Peptide arrays were constructed according to the Spots-synthesis method according the manufacturer's directions (Intavis). For Cdc20 binding experiments, purified GST-Cdc20 fusion protein generated in SF9 insect cells was added at 5 μg/ml in TBST and incubated together with the membrane overnight at 4°C. Membranes were washed three times in TBST and bound protein was visualized with anti-Cdc20 antibodies. The sequences of synthesized peptides are as follows: KEN30: DEWELSKENVQPLRQ; KEN304: PPMPRAKENELQAGP; S543: SEKKNKSPPADP; S574: TSNEDVSPDVCD; S670: LSIKKLSPIIED; S720: SENPTQSPWCSQ; S1043: KVGKLTSPGALL.

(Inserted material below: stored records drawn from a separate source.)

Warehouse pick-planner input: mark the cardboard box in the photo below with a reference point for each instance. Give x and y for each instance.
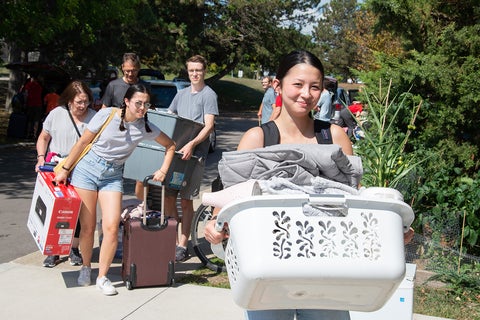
(53, 215)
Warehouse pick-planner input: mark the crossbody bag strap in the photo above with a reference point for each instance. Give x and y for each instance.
(110, 117)
(73, 121)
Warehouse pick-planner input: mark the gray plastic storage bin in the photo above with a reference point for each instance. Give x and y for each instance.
(181, 130)
(146, 159)
(148, 155)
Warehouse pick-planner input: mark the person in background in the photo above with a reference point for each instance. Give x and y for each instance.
(198, 103)
(324, 107)
(98, 176)
(265, 111)
(61, 130)
(300, 82)
(350, 117)
(115, 91)
(34, 106)
(51, 100)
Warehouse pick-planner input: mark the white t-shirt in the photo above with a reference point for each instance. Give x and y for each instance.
(61, 130)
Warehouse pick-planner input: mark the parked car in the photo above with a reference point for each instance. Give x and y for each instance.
(162, 94)
(150, 74)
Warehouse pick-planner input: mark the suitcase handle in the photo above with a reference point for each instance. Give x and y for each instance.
(145, 191)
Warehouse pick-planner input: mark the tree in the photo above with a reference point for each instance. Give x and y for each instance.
(335, 49)
(369, 43)
(441, 63)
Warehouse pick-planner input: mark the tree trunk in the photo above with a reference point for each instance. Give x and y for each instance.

HeLa S3 cells were cultured in DMEM formulated with either unlabeled L-lysine or L-arginine or labeled with L-[6-¹³C, 4-¹⁵N]arginine and L-[6-¹³C, 2-¹⁵N]lysine (Cambridge Isotope Laboratories) at a concentration of 44 and 86 μg/ml respectively, and supplemented with 10% dialyzed fetal bovine serum. Extracts prepared from 4×10⁷ unlabelled nocodazole-arrested cells and of 4×10⁷ isotopically labeled thymidine-blocked cells were mixed at a ratio of 1:1. This mixture was divided into equal parts, and immunoprecipitation was performed with anti-BubR1 monoclonal antibody or 9E10 anti-MYC monoclonal antibody as a negative control. Samples were separated by SDS-PAGE and excised gel fragments were processed for mass spectrometry.